Which is why the gospel reading for the first Sunday of Lent always focuses on the story of Jesus’ testing in the wilderness (see: Matt. 4:1-11). If you know the story, you remember that Satan comes to Jesus with three temptations. In the first, Satan tells Jesus, who had been fasting for weeks at this point, to satisfy his hunger by turning a stone into bread. In the next temptation, Satan tells Jesus to jump off the pinnacle of the temple, suggesting that his identity as the Son of God would make him invincible from injury. Finally, Satan shows Jesus all the kingdoms of the world and offers to give Jesus authority over all of them, if he would just bow down and worship Satan.
Can you see what Satan is up to here? Satan trying to get Jesus to re-define what it means to be the Son of God. And it has everything to do with Jesus denying his humanity. Because here is what Satan wants Jesus to believe being the Son of God means: I'll never have to be hungry. I'll never get hurt. And no one will have authority over me.
Simply put, Satan is trying to get Jesus to give up being human. Satan wants Jesus to be more God than human.
Because God doesn’t get hungry.

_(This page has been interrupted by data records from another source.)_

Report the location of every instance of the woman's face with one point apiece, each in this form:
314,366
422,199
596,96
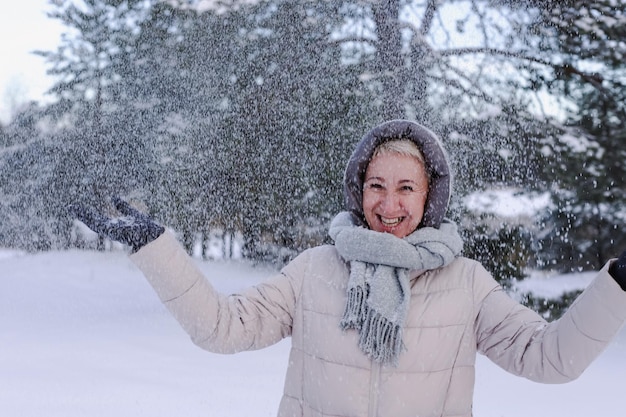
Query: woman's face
394,194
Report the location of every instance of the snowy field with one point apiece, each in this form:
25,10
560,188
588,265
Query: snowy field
82,334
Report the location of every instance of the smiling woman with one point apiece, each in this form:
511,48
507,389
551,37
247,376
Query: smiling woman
387,320
24,28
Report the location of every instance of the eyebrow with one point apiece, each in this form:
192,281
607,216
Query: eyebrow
381,179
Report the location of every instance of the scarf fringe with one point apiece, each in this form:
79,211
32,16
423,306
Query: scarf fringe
379,338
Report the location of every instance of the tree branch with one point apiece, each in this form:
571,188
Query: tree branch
594,79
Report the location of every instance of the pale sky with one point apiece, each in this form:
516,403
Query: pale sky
24,27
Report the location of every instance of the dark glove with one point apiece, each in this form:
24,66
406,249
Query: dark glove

But we do.
God can’t be injured. But we can.
God is all-powerful. But we aren’t.
Can we just pause and acknowledge how tempting these temptations actually are? If you could guarantee your own safety and the safety of those you love, wouldn’t you do it? If you could make sure you never went hungry and that God never let anything bad happen to you and no one more powerful than you could ever take advantage of you, wouldn’t you take that deal?
That is what Jesus was being tempted with. As the Son of God, he didn’t have to be vulnerable to this broken world like we do. He could have made himself exempt from all of the pain and tragedy that befalls us. But at every turn, Jesus says, “No!” He refused to exempt himself from how painful and scary it is to be human. Jesus did the very thing we are all so desperate to avoid; he remained human.
And from that moment on, the cross was inevitable. What gets revealed in the desert is that Jesus will refuse to abandon his humanity – even if it costs him his life. He would be just like us. Willing to be dust, and to return to the dust.
And that is why Lent insists on confronting us with the inevitability of our demise. Not to instill despair, or to give us time to wallow, or to terrify us into better behavior. When Lent shows us our deaths, it is grabbing our face and setting our eyes in the direction of our salvation.
Ashes to Ashes
In our fragile humanity, we are desperate for a god who can save us from ever experiencing death. And not just literal, physical death – all the smaller deaths we experience, as well - illness, poverty, rejection, loss. But God doesn’t save us from death, he saves us through death. In and through Christ, God performs a greater miracle than death prevention. God obliterates death all together. God doesn’t just delay our deaths, God is victorious over our deaths.
And we know that, because that’s exactly what happened to Jesus. As theologian, Chris E.W. Green, is fond of saying: God didn’t keep Jesus from dying, he delivered him from death. And God will do the same for us.
That’s what the crosses on our foreheads are meant to remind us. Yes, we are dust. We will not be kept from dying. But our deaths can be like the death of our Christ, the Son of God, the risen one. And in this hope, just as Jesus chose to remain human, so can we.